More than 30 students represented 15 countries at the exhibit–Brazil, the Dominican Republic, El Salvador, Guatemala, Haiti, Honduras, Mexico, Nicaragua and the U.S. Virgin Islands in the Americas, Bangladesh, Lebanon and Vietnam in Asia, Italy and Romania in Europe, and Kenya in Africa.
International Education Day has been celebrated each fall at Downtown Campus for well over a decade, according to North Campus student engagement coordinator Kerry Roth. There, it’s become a popular and educational tradition. “You can see all of these cultures on display,” said Roth. “We have students that are representing these cultures and they can tell you from firsthand experience what it’s like to come from their country.”
The event has become so successful that North Campus Student Government Association representative Evelyn Coney led a drive to start a similar celebration at North Campus. Anna Marie Siegel, director of international student services, worked with her to coordinate the event. “She had seen it and wanted to bring something similar to North Campus,” said Siegel. “So she contacted me, we gathered some students that were available and here we are.”

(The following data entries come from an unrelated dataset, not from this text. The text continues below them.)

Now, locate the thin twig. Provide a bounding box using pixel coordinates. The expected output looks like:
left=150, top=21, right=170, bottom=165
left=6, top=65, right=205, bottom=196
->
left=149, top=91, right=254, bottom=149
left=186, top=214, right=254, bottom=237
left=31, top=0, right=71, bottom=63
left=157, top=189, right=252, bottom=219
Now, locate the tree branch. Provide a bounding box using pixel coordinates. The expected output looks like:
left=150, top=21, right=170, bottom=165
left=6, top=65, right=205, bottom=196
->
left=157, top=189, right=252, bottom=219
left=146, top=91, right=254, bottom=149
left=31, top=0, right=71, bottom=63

While enjoying a Latin-inspired light lunch with rice, black beans and chicken, students listened to diverse musical selections and toured informational booths that showcased countries’ culture and daily life.

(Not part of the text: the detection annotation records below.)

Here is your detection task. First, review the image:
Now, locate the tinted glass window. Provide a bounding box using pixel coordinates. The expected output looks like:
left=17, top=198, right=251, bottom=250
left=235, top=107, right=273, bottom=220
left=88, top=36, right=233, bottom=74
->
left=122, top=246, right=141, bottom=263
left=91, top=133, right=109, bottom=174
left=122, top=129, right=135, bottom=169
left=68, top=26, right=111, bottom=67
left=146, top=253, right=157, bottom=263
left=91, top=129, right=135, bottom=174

Yosa Castro, representing the Dominican Republic, opened the festivities with a demonstration of traditional dance from the Caribbean nation. “I like it because it’s one day where we can show our culture and where we come from,” said Castro.
Baskets from Mexico, jewelry from Bangladesh and carved wooden animals from Kenya helped to bring some of that culture to life. Then there were the distinctive national costumes, ranging from Castro’s bright red, white and blue dress to the flashy Carnival outfits of the Virgin Islands to the multicolored clothes of Bangladesh’s Nadia Esha.
For Siegel, the chance for students to learn about ways of life around the world and broaden their horizons makes International Education Day special. “I hope that whether you’re a student who is American or you’re a student from another country that you’re able to take away something in terms of the culture and the history of each of the countries,” she said.